No hay jaula que prohíba al sinsonte cantar
barrera que silencie su sublime trinar,
solo si el bien se rinde puede triunfar el mal.
Viajas con tus colores atravesando puertas
llegas dónde no llega la vil calumnia muerta.
Nada tuerce a la ola y su figura magna,
la buena ola crece aún si al encerrarla
el mal en sus ensayos pretende desviarla.
¿No escuchas avecilla como viene creciendo
otra ola gigante hecha de muchas olas?
Viene de todas partes y en su ondular seguro
para romper tu encierro se vale de lo puro.
Sin violencia, sin guerra, sin odio, sin rencores,
con el arte en sus manos separará barrotes.
Viene para llevarte de regreso al terreno
donde nada a tu canto de color ponga freno,
donde el jardín te muestre sus más hermosos brotes.
¿Escuchas avecilla, escuchas nuestro coro,
sinfonía orquestada por el amor de todos,
océanico abrazo, hecho de tierra y viento,
de verde, sol y luna, de fuego, amor y cielo?

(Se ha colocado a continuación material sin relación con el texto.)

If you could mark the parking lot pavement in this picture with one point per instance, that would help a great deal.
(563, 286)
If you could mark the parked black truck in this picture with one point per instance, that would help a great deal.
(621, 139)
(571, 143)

¿Sabes, sinsonte preso por un breve estadio,
que el mal con sus desvanes, su mal actuar sin bríos,
no puede a los afanes del bien ponerle freno,
y es su soplo sin juicio infértil y tardío?
No pares de cantar, canta sinsonte herido,
nuestro regazo acuna tu canto colorido,
autónomo en la jaula pinta tu dignidad,
crea sinsonte preso, no dejes de crear,
solo si el bien se rinde puede triunfar el mal.
Del libro de Antología Poemas Oceánicos. Editorial Navegando Sueños.